In the late 1980’s, homes were selling quickly, usually a few days after listing. In that kind of market, we always advised our clients to make an offer on the spot if they liked the house. That was good advice at the time. Today, in spite of what the listing agent will tell you, there isn’t always this urgency, and unless a home is kissy perfect, under priced, rare or has extremely desirable “bones” you have some time to think things over and compare with your lists of “wants” and “don’t wants”. If it’s one of those truly rare offerings, you’ll know it (you know what I’m talking about) and I’ll tell you not to wait and you’ll believe me.

Don’t wait too long to make an offer when you find a house you love

While you don’t want to be impulsive, being overly cautious can cause you to miss out on the house you want.
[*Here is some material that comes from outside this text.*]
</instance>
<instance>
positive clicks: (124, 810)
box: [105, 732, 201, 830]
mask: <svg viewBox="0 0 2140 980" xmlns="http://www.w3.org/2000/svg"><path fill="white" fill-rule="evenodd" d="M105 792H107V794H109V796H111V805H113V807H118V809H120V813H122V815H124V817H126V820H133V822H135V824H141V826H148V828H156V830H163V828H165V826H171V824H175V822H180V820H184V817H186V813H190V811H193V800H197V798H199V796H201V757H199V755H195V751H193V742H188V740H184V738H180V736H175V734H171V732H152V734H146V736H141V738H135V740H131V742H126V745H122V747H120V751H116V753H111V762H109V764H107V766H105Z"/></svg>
Also, remember that there’s no law saying that the right house for you can’t be one of the first ones you see.

No house is perfect – Always get an inspection

It might be a few hundred dollars, but it’s worth it. It’s the inspector’s job to find any problems with the house that could cost you thousands to repair down the road. This is your only opportunity to have an expert point out any structural, mechanical or environmental problems before you buy your house. Some inspectors have a tendency to over play the importance of their role and the items that they find. Get objective opinions that you trust before making a decision on an inspection report. Likewise, if an inspector says a foundation is cracked but its nothing to worry about – get a second opinion. Ask a handyman for an idea of how much repairs will cost and how complicated they are.

The home buying process is an emotional, complex and time-consuming process, but it is worth it. Nothing compares to owning your own home in a neighborhood you love.